Gparted indicates a red triangle with exclamation markmfor C drive and I don't know what it means.

Also, do I have to elect boot under 'Flags` in GParted or leave boot as is in XP C drive ?


I would be grateful for suggestions as to a layout. Many Thanks. Drifter

dabl
November 9th, 2010, 08:09 PM
Win XP does not require a "rescue" partition, and if the computer OEM had put one on it, it would not be as large as the one that you have, so I don't think it is for that purpose. I would want to know for sure what data are there, however. Hopefully the alleged 3GB is just for filesystem overhead.

Is it a NTFS filesystem? If so, you can mount it and take a look at whatever data is there, from a running Ubuntu Live CD. In the terminal, first:


sudo fdisk -lu

This will tell you the /dev/sdx number for the partition that you want to look at.

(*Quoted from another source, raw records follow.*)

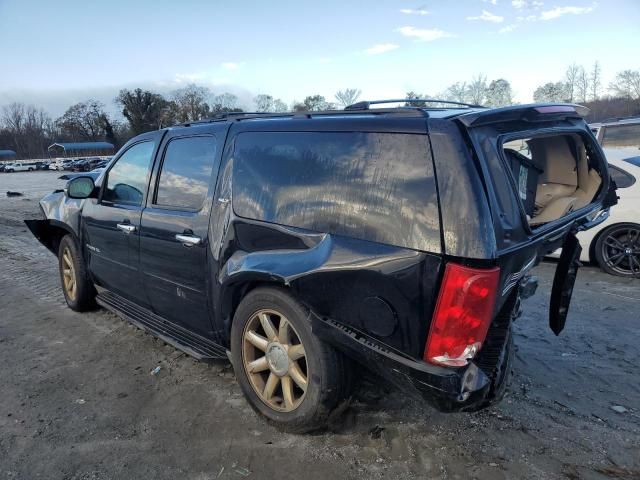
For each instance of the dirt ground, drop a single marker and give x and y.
(78, 401)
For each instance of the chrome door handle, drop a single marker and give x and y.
(126, 227)
(188, 240)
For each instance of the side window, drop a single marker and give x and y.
(371, 186)
(621, 136)
(186, 172)
(127, 179)
(622, 178)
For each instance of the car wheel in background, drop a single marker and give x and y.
(617, 250)
(77, 286)
(287, 374)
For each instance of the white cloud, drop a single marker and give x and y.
(558, 12)
(381, 48)
(487, 17)
(230, 65)
(508, 28)
(528, 18)
(519, 4)
(188, 77)
(424, 34)
(417, 11)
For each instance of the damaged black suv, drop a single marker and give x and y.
(297, 244)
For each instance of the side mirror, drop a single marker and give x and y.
(80, 187)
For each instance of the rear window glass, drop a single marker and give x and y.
(621, 136)
(622, 178)
(633, 161)
(186, 171)
(371, 186)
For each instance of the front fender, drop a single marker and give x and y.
(62, 216)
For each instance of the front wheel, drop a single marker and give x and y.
(617, 250)
(287, 374)
(77, 286)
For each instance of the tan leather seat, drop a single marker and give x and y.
(566, 183)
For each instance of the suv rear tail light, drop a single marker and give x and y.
(462, 316)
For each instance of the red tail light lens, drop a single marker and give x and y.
(462, 315)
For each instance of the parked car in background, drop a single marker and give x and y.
(298, 243)
(86, 164)
(43, 165)
(19, 167)
(615, 244)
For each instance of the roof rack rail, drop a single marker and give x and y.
(365, 105)
(239, 116)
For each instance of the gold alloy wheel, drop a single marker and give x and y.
(68, 274)
(274, 360)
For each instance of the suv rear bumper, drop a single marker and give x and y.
(447, 389)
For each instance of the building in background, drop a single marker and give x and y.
(7, 155)
(80, 149)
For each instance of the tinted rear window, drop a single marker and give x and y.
(621, 136)
(186, 171)
(623, 179)
(371, 186)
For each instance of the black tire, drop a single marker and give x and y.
(326, 385)
(617, 250)
(82, 297)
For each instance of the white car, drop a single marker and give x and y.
(19, 167)
(615, 244)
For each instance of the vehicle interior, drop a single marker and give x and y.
(553, 175)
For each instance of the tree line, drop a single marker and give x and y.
(29, 130)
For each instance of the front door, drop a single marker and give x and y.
(111, 223)
(173, 230)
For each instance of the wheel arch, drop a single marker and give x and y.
(234, 291)
(50, 232)
(594, 241)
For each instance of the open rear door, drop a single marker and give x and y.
(563, 282)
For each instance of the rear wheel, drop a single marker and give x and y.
(77, 286)
(288, 375)
(617, 250)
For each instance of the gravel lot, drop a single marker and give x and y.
(78, 400)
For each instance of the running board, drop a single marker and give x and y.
(181, 338)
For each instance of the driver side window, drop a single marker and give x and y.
(127, 180)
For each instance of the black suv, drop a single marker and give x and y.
(298, 243)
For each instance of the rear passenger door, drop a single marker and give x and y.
(111, 223)
(173, 230)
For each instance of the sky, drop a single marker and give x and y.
(54, 53)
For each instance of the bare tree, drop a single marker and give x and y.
(413, 96)
(84, 121)
(457, 92)
(627, 84)
(348, 96)
(595, 80)
(266, 103)
(279, 106)
(225, 102)
(551, 92)
(499, 93)
(477, 90)
(582, 85)
(571, 79)
(144, 110)
(191, 103)
(13, 116)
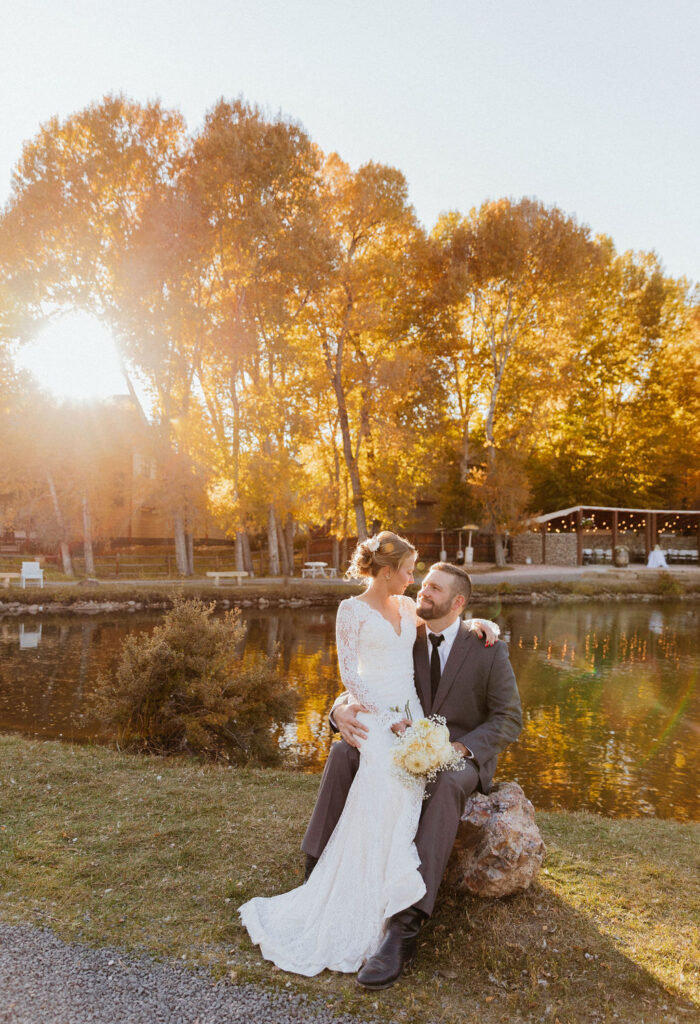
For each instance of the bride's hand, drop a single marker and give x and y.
(485, 630)
(350, 727)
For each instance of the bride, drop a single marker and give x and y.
(368, 869)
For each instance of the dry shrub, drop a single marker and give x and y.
(186, 687)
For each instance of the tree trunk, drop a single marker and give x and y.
(87, 539)
(189, 543)
(281, 547)
(248, 554)
(498, 548)
(272, 547)
(181, 559)
(62, 541)
(289, 540)
(350, 460)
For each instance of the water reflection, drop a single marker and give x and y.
(610, 693)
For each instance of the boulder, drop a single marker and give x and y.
(498, 849)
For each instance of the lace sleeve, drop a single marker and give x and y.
(348, 628)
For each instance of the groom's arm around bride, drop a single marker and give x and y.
(473, 687)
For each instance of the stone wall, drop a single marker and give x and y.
(560, 549)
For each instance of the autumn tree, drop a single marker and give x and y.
(257, 181)
(80, 195)
(520, 271)
(359, 325)
(627, 432)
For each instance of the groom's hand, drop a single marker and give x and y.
(345, 717)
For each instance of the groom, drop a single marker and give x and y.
(474, 688)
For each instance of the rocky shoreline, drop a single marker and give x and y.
(480, 599)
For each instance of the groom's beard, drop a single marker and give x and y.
(431, 609)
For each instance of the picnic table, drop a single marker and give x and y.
(236, 574)
(319, 570)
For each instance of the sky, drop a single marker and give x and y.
(593, 105)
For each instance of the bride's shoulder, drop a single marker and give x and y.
(351, 606)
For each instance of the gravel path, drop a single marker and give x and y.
(46, 981)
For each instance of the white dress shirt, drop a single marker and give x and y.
(448, 636)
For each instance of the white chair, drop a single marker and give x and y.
(29, 638)
(32, 570)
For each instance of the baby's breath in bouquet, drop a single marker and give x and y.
(425, 749)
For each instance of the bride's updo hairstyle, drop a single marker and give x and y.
(379, 552)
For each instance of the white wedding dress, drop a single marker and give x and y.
(369, 867)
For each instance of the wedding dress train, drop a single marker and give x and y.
(369, 867)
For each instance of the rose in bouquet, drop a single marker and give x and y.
(425, 749)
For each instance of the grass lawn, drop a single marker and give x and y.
(157, 855)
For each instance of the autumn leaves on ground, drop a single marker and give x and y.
(307, 352)
(610, 933)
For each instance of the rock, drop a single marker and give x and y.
(498, 849)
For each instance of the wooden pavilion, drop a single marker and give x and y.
(602, 528)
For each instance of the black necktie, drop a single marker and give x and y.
(435, 670)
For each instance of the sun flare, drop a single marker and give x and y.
(75, 357)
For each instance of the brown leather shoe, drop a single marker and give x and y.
(397, 949)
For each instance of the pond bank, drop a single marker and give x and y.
(156, 855)
(512, 586)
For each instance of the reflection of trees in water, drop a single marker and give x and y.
(609, 691)
(609, 696)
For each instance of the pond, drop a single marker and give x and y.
(610, 693)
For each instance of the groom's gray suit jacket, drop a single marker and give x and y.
(478, 696)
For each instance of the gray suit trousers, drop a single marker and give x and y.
(439, 819)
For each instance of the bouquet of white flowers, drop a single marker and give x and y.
(425, 749)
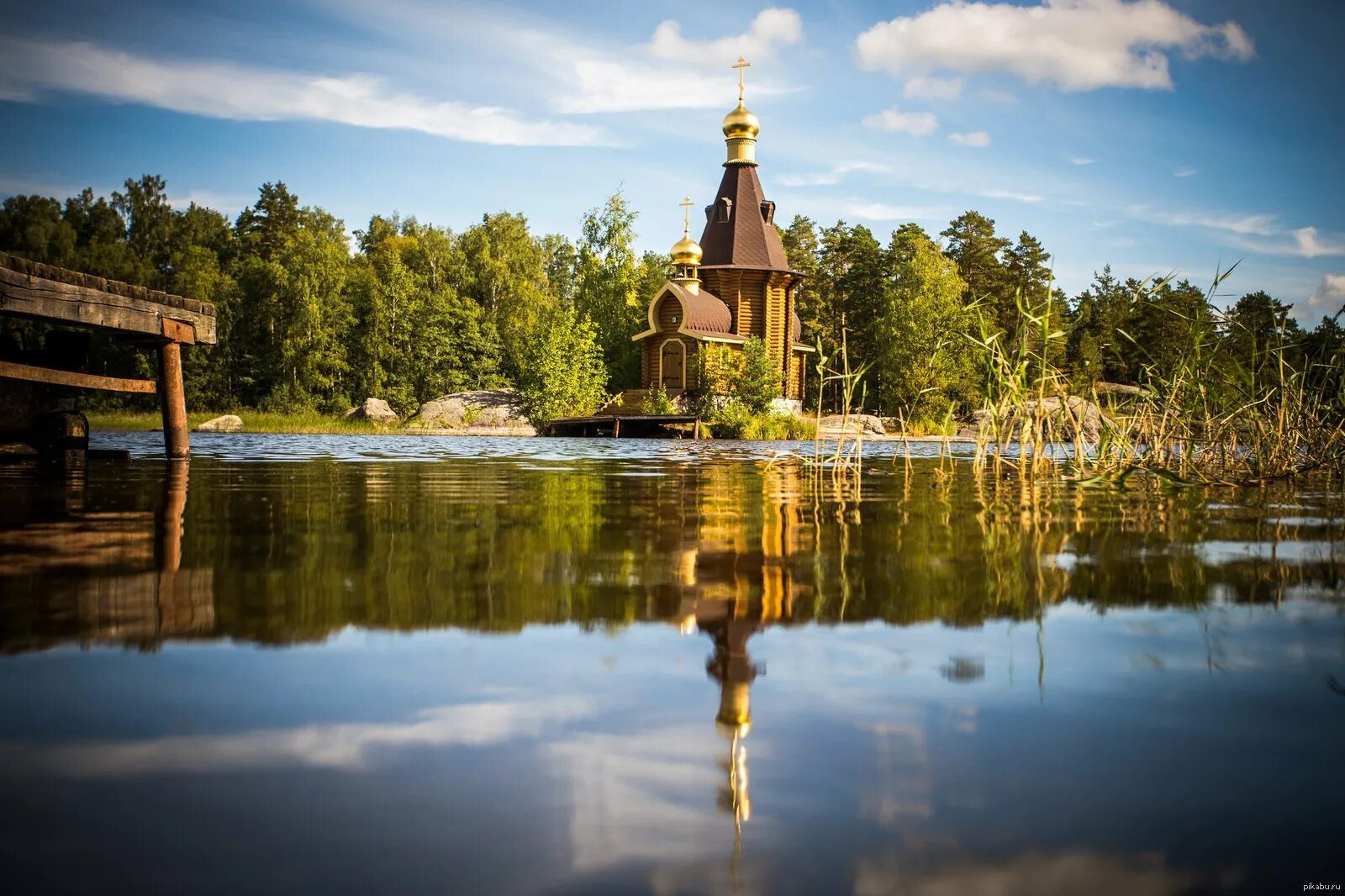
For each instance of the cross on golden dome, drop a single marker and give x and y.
(740, 65)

Let's say it turns out to be /dev/sda2.

Next, make a mount point:


sudo mkdir /mnt/temp

and then mount it:


sudo mount -t ntfs-3g /dev/sda2 /mnt/temp

now have a look at the contents:


ls -la /mnt/temp

Once you're sure you don't need a backup (or alternatively use nautilus and back it up), then you can use GParted to format that partition to ext4, and go ahead with the Unbuntu installation.

Leave the "boot" flag set on the Win XP partition, unless you have a finicky BIOS that requires it to boot Linux. It's easy enough to change it after installation, if that's the only issue you have.

If your system doesn't have at least 2GB of memory, you would be wise to make a small third partition, for swap. Make it 1.5X your memory.